But Hoppy was passionately determined to become a TV repairman, and now he had succeeded, because Fergesson was determined to do right by all the minority groups in the world. Fergesson was a member of the American Civil Liberties Union and the NAACP and the Help for the Handicapped League—the latter being, as far as Stuart could tell, nothing but a lobby group on an international scale, set up to promote soft berths for all the victims of modern medicine and science, such as the multitude from the Bluthgeld Catastrophe of 1972.

And what does that make me? Stuart asked himself as he sat upstairs in the store’s office, going over his sales book. I mean, he thought, with a phoce working here… that practically makes me a radiation freak, too, as if being colored was a sort of early form of radiation burn. He felt gloomy thinking about it.

Once upon a time, he thought, all the people on Earth were white, and then some horse’s ass set off a high-altitude bomb back say around ten thousand years ago, and some of us got seared and it was permanent; it affected our genes. So here we are today.

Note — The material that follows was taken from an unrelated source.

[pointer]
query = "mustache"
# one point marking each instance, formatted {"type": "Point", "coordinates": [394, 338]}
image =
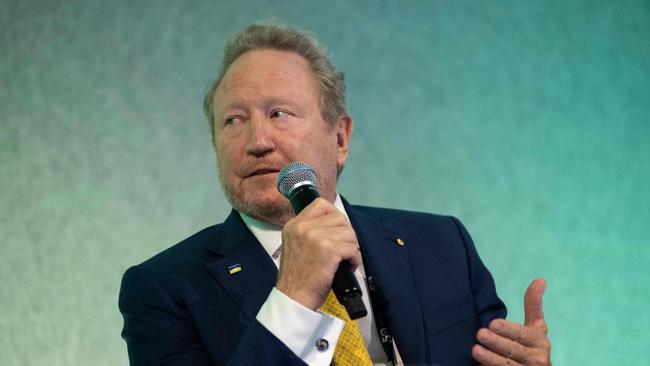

Another salesman, Jack Lightheiser, came and sat down at the desk across from him and lit a Corina cigar. “I hear Jim’s hired that kid on the cart,” Lightheiser said. “You know why he did it, don’t you? For publicity. The S.F. newspapers’ll write it up. Jim loves getting his name in the paper. It’s a smart move, when you get down to it. The first retail dealer in the East Bay to hire a phoce.”

Stuart grunted.

“Jim’s got an idealized image of himself,” Lightheiser said. “He isn’t just a merchant; he’s a modern Roman, he’s civic-minded. After all, he’s an educated man—he’s got a master’s degree from Stanford.”

“That doesn’t mean anything any more,” Stuart said. He himself had gotten a master’s degree from Cal, back in 1975, and look where it had got him.

“It did when he got it,” Lightheiser said. “After all, he graduated back in 1947; he was on that GI Bill they had.”